Japan vowed to crackdown on crimes involving US troops based in the country after a surprise decision by prosecutors not to pursue rape charges against a US Marine, reports said yesterday.
US Staff Sergeant Tyrone Luther Hadnott, who had been accused of raping a 14-year-old, was freed from custody late on Friday after the girl's family decided not to pursue the case.
The initial case against Hadnott -- who was released 18 days after his arrest on the southern island of Okinawa -- triggered outrage in Japan and reignited controversy surrounding the presence of thousands of US troops.
Hadnott, 38, was immediately taken into custody by the US military, which said it would conduct its own inquiry.
"He is in Marine Corps custody. Marine Corps is still conducting its own investigation," said Second Lieutenant Kurt Stahl, a spokesman for the US Marines Corps in Okinawa.
"I can't confirm details of the investigation but the investigation is still ongoing," he said.
Japanese prosecutors said the girl's family had decided not to pursue the allegations against Hadnott because the girl said she did not want to be part of a high-profile case.
Yaichiro Yamashiki, chief public prosecutor in Naha, Okinawa's prefectural capital, was quoted by local media as saying the girl had told investigators: "I don't want to be involved in [the case] any more. Please leave me alone."
Japan's Foreign Minister Masahiko Komura confirmed the charges against Hadnott would not be pursued.
"Japan will not exercise jurisdiction" in the case, the Maninichi Shimbun quoted Komura as telling reporters.
"But can such a case happen again? It's a different story," he was quoted as saying.
"We will continue making an effort to take preventive measures together with the US military," Komura said.
Japanese Prime Minister Yasuo Fukuda told reporters late on Friday the two countries should cooperate to prevent similar incidents in the future.
"Japan and the United States should work hard together to prevent such a case from happening again," he said. "I want to continue to do my best on the issue."
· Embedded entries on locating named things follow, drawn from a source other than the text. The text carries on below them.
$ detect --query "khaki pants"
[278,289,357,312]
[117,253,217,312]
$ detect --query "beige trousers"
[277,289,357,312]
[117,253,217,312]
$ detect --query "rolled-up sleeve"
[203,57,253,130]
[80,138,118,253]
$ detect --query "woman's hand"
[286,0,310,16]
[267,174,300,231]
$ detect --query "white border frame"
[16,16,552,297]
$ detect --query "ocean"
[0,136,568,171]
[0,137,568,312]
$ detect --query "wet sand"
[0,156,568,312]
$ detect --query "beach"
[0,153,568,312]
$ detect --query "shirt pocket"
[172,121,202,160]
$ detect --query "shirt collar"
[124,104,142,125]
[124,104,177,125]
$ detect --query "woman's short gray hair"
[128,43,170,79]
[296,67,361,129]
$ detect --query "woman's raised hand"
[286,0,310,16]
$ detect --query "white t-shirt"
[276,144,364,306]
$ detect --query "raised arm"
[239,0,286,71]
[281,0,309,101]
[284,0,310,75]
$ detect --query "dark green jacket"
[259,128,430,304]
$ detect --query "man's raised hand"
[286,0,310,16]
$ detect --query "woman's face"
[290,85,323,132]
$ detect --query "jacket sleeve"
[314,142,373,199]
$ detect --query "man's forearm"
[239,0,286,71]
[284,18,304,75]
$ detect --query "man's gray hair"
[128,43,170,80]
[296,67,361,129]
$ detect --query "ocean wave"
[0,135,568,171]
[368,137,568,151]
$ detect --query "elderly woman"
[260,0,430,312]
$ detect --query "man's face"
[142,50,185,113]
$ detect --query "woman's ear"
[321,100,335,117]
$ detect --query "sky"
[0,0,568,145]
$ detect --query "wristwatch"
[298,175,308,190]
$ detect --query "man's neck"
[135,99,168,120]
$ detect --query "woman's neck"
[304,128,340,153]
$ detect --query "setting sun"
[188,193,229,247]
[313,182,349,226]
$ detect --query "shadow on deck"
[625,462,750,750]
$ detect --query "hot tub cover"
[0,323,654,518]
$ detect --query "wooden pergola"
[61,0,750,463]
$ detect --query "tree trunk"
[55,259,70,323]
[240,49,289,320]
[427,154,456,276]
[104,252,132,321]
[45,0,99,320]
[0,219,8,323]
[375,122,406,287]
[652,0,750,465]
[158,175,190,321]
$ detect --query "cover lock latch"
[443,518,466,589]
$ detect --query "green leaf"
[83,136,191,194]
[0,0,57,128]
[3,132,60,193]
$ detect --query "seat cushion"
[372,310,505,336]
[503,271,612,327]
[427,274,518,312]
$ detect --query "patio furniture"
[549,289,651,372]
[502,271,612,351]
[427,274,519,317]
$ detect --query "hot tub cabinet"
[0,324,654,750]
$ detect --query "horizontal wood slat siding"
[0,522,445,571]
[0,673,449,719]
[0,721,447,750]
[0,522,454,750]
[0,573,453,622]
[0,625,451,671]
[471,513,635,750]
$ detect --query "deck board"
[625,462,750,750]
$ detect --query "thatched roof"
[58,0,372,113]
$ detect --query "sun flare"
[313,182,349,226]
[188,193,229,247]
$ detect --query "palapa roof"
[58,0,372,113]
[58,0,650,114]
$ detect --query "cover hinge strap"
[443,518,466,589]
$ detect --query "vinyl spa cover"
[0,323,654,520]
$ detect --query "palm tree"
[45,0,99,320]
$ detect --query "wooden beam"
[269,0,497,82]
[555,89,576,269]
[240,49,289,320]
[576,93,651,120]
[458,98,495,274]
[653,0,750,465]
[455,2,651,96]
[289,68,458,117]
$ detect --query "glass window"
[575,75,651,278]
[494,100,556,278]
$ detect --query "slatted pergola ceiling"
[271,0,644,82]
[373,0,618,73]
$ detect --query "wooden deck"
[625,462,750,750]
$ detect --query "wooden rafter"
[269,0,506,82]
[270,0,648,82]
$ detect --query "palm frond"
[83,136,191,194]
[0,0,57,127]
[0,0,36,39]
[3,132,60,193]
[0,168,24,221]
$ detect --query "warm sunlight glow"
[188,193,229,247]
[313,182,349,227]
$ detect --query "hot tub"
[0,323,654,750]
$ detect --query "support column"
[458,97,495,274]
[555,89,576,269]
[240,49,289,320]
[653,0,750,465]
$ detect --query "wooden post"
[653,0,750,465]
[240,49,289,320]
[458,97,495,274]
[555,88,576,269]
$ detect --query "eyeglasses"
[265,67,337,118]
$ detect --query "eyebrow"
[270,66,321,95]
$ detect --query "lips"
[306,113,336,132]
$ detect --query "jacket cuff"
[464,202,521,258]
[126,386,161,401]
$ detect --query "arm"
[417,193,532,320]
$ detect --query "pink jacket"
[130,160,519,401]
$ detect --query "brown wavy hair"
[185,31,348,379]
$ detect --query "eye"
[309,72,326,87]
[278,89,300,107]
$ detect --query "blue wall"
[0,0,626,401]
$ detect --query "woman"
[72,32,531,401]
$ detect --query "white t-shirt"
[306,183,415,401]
Police had said that Hadnott admitted attempting to forcibly kiss the teenager but denied rape and said he did not know that she was underage.
Okinawa City Mayor Mitsuko Tomon was quoted saying of the girl: "I presume she had a hard time as the case had a great impact. But the crime itself has not disappeared. I would like to continue lodging a strong protest to the [US] and the military, urging them to ensure such cases never happen again."
Okinawa residents and protesters said they would press ahead with planned rallies in Okinawa, despite the charges against Hadnott having been dropped.
"It is an undeniable fact that there was violence," said Suzuyo Takazato, head of an Okinawan citizens group that gives support to female victims of crimes involving the US military.
"Shutting our mouths right now means we give in to violence," Takazato said, adding that her group and other citizens' organizations would go ahead with a planned rally in Okinawa on March 23.
The outrage over the rape allegations led the US military to enforce a sweeping curfew on all troops and their families in Okinawa, base for half of the more than 40,000 US troops that are stationed in Japan.
US authorities had moved quickly to try to contain damage from the case, with US Secretary of State Condoleezza Rice offering an apology on behalf of Washington during her trip to Tokyo earlier in the week.